Il Tapas si realizza veramente quando si agisce senza motivi egoistici o speranza di ricompensa, con la fede irremovibile che nemmeno un filo d’erba può muoversi senza la volontà di Dio. Esso generalmente conferisce una grande forza, quando invece è utilizzato per scopi egoistici non fa altro che legarci sempre più, alla catena delle illusioni. Nel suo commentario riguardo allo yoga sutras di Patanjali, il saggio yoga Vyasa afferma: “Tapas è la produzione volontaria degli estremi: fame e sazietà, freddo e caldo, stare in piedi e stare seduti, immobilità e movimento”.

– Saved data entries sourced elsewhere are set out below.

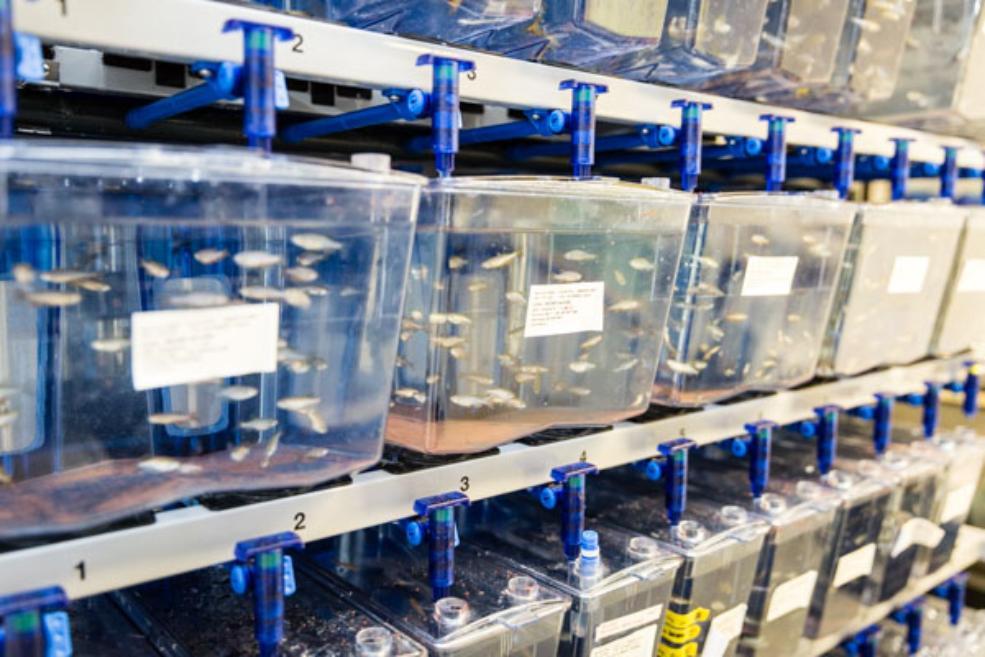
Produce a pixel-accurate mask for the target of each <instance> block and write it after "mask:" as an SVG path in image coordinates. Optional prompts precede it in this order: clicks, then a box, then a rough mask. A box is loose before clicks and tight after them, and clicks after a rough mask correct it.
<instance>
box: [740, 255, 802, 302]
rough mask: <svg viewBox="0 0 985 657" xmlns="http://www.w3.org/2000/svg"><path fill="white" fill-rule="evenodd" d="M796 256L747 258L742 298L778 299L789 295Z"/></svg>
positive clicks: (742, 279) (756, 256)
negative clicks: (766, 297) (778, 297)
mask: <svg viewBox="0 0 985 657" xmlns="http://www.w3.org/2000/svg"><path fill="white" fill-rule="evenodd" d="M796 272H797V256H780V257H773V258H769V257H765V256H749V258H748V259H747V260H746V273H745V276H744V277H743V279H742V296H744V297H780V296H786V295H788V294H790V289H791V288H792V287H793V275H794V274H795V273H796Z"/></svg>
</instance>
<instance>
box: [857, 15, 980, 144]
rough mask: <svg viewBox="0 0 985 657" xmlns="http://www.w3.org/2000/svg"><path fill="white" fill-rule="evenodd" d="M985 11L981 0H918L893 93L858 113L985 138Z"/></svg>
mask: <svg viewBox="0 0 985 657" xmlns="http://www.w3.org/2000/svg"><path fill="white" fill-rule="evenodd" d="M983 27H985V15H983V12H982V7H981V3H980V2H977V0H916V7H915V10H914V15H913V22H912V26H911V29H910V36H909V38H908V39H906V41H905V47H904V50H903V56H902V62H901V65H900V74H899V76H898V80H897V84H896V87H895V90H894V92H893V94H892V96H891V97H889V98H887V99H882V100H873V101H872V102H868V103H861V104H859V105H858V106H856V107H855V108H854V113H855V114H856V115H858V116H862V117H866V118H871V119H875V120H879V121H883V122H891V123H896V124H900V125H907V126H911V127H915V128H921V129H924V130H929V131H932V132H942V133H960V134H963V135H965V136H969V137H973V138H980V137H981V135H982V134H983V129H985V96H983V95H982V90H981V89H982V88H981V85H980V84H978V82H977V75H978V71H981V70H982V67H983V66H985V30H983Z"/></svg>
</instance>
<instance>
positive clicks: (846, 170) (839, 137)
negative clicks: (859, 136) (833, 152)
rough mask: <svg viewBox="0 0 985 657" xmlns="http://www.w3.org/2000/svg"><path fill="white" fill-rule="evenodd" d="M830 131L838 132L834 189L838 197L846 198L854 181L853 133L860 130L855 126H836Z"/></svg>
mask: <svg viewBox="0 0 985 657" xmlns="http://www.w3.org/2000/svg"><path fill="white" fill-rule="evenodd" d="M831 131H832V132H836V133H838V148H837V149H836V150H835V189H837V190H838V196H839V197H840V198H843V199H846V198H848V195H849V193H851V191H852V184H853V183H854V182H855V135H857V134H858V133H859V132H861V131H860V130H857V129H855V128H845V127H837V128H832V129H831Z"/></svg>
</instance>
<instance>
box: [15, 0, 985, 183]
mask: <svg viewBox="0 0 985 657" xmlns="http://www.w3.org/2000/svg"><path fill="white" fill-rule="evenodd" d="M14 5H15V7H14V20H15V28H16V29H17V30H20V31H23V32H27V33H30V34H34V35H36V36H38V37H40V38H41V39H42V40H43V41H44V42H46V43H48V44H51V45H64V46H78V47H82V48H92V49H97V50H101V51H104V52H109V53H115V54H125V55H134V56H144V57H151V58H159V59H164V60H170V61H176V62H189V63H190V62H193V61H198V60H206V61H240V59H241V57H242V53H241V48H242V43H241V38H240V37H239V36H238V35H236V34H223V33H222V25H223V24H224V23H225V21H226V20H227V19H229V18H241V19H246V20H262V21H266V22H272V23H276V24H278V25H283V26H285V27H289V28H291V29H292V30H293V31H294V33H295V37H294V40H293V41H289V42H284V43H281V44H278V46H277V52H276V61H277V66H278V68H280V69H281V70H282V71H283V72H284V73H285V74H286V75H288V76H292V77H297V78H301V79H307V80H314V81H323V82H331V83H338V84H346V85H354V86H360V87H368V88H372V89H385V88H388V87H404V88H406V87H411V86H418V87H421V88H429V85H430V77H429V76H430V73H429V71H428V70H426V69H424V68H420V67H418V66H416V65H415V62H416V60H417V57H418V55H421V54H425V53H441V54H443V55H446V56H451V57H456V58H460V57H464V58H468V59H471V60H473V61H474V62H475V64H476V74H475V76H469V77H468V78H463V79H462V81H461V97H462V100H464V101H468V102H473V103H484V104H489V105H491V106H498V107H508V108H515V109H524V108H543V107H556V108H566V107H567V106H568V105H569V103H570V98H569V94H568V93H567V92H563V91H561V90H559V88H558V87H559V83H560V82H561V81H562V80H565V79H569V78H571V77H573V76H577V77H578V78H579V79H580V80H584V81H587V82H597V83H602V84H605V85H608V87H609V93H607V94H606V95H605V96H603V97H602V98H601V99H600V100H599V103H598V108H597V116H598V118H599V120H602V121H611V122H616V123H627V124H642V123H664V124H670V125H676V124H677V123H678V121H679V119H680V117H679V111H678V110H675V109H672V108H671V101H673V100H675V99H678V98H681V97H685V96H686V97H688V98H690V99H693V100H700V101H704V102H710V103H713V104H714V107H715V109H714V111H712V112H708V113H707V115H706V118H705V120H704V129H705V130H706V131H707V132H708V133H717V134H722V135H736V136H746V137H763V136H765V130H766V128H765V124H764V123H763V122H762V121H760V119H759V117H760V116H761V115H762V114H764V113H771V112H780V113H782V114H783V115H785V116H791V117H793V118H795V119H796V122H795V123H793V124H791V125H790V126H789V128H788V132H787V134H788V136H787V141H788V143H789V144H791V145H798V146H818V147H830V148H833V147H834V146H835V145H836V143H837V137H836V135H834V134H833V133H832V132H831V129H832V128H834V127H836V126H845V127H852V128H858V129H860V130H861V131H862V133H861V134H860V135H858V137H857V139H856V152H857V153H859V154H868V155H885V156H891V155H892V154H893V144H892V143H891V141H890V139H891V138H893V137H909V138H912V139H914V143H913V144H912V146H911V158H912V159H913V160H914V161H921V162H930V163H936V164H940V163H941V162H943V158H944V154H943V150H942V147H943V146H945V145H947V146H958V147H961V149H962V150H961V151H960V153H959V156H958V157H959V165H960V166H961V167H967V168H973V169H981V168H983V163H985V157H983V155H982V152H981V147H980V146H979V145H977V144H974V143H972V142H970V141H967V140H963V139H959V138H955V137H942V136H938V135H933V134H930V133H924V132H919V131H915V130H909V129H905V128H900V127H896V126H888V125H881V124H878V123H871V122H865V121H851V120H847V119H841V118H836V117H832V116H825V115H821V114H813V113H809V112H801V111H795V110H788V109H785V108H772V107H768V106H764V105H760V104H757V103H751V102H746V101H738V100H733V99H728V98H722V97H717V96H712V95H708V94H700V93H693V92H690V91H686V90H682V89H677V88H673V87H665V86H659V85H652V84H643V83H639V82H633V81H629V80H622V79H618V78H612V77H607V76H601V75H594V74H590V73H581V72H574V71H572V70H571V69H568V68H562V67H557V66H548V65H543V64H536V63H530V62H523V61H518V60H513V59H509V58H506V57H500V56H497V55H492V54H487V53H481V52H474V51H466V50H462V49H458V48H453V47H449V46H444V45H439V44H433V43H427V42H423V41H414V40H410V39H404V38H400V37H395V36H389V35H384V34H375V33H371V32H365V31H361V30H355V29H352V28H347V27H342V26H338V25H333V24H330V23H327V22H324V21H316V20H312V19H306V18H301V17H298V16H292V15H286V14H283V15H282V14H271V13H269V12H267V11H264V10H262V9H254V8H250V7H244V6H239V5H234V4H226V3H222V2H214V1H212V0H167V2H161V0H100V1H99V2H98V3H95V2H92V1H91V0H90V1H86V0H15V2H14ZM97 5H98V10H97V7H96V6H97ZM175 34H181V35H182V38H180V39H175V38H174V35H175ZM501 120H502V114H501V113H499V112H491V113H490V118H489V121H491V122H499V121H501Z"/></svg>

Alcune persone praticano una vita spirituale, ma nel momento in cui vengono testate in condizioni esterne difficili, quando è necessario fare uno sforzo maggiore, abbandonano. Evitare lo sforzo non è un’attitudine spirituale, è una fuga, ciò non implica che dobbiamo ricercare condizioni estreme, ma nel momento in cui queste si verificano bisogna essere capaci di affrontarle e sostenerle, senza lamentele o accuse immotivate, anche perché tutto quello che dobbiamo affrontare è propedeutico alla nostra evoluzione. In questo senso c’è una bellissima frase che dice: “tutto quello che ci accade…. è la soluzione migliore che Dio ha trovato per noi”.

Tutte le cose realizzate tramite il Tapas rappresentano degli sforzi compiuti per distruggere i limiti creati dai pregiudizi che condizionano il nostro comportamento, rendendoci incapaci di realizzare le verità profonde. Solamente attraverso la distruzione delle cause che creano questa limitazione possiamo liberarci da essa. L’uomo è incatenato da tante cose irreali, da illusioni, da fantasie. Queste catene penetrano negli strati profondi del subconscio e sono difficili da eliminare senza uno sforzo considerevole, accompagnato da una permanente presa di coscienza dello scopo ultimo. Lo sforzo realizzato attraverso il Tapas agisce direttamente a livello della causa, individuando ed eliminando le impressioni, le attitudini e le reazioni di base che generano la sofferenza. Il Tapas implica anche fede, la fede che ci permette di raggiungere l’obiettivo desiderato durante la pratica. La pratica del silenzio, in sanscrito “mauna”, per esempio è una forma di Tapas che conduce a risultati particolarmente profondi.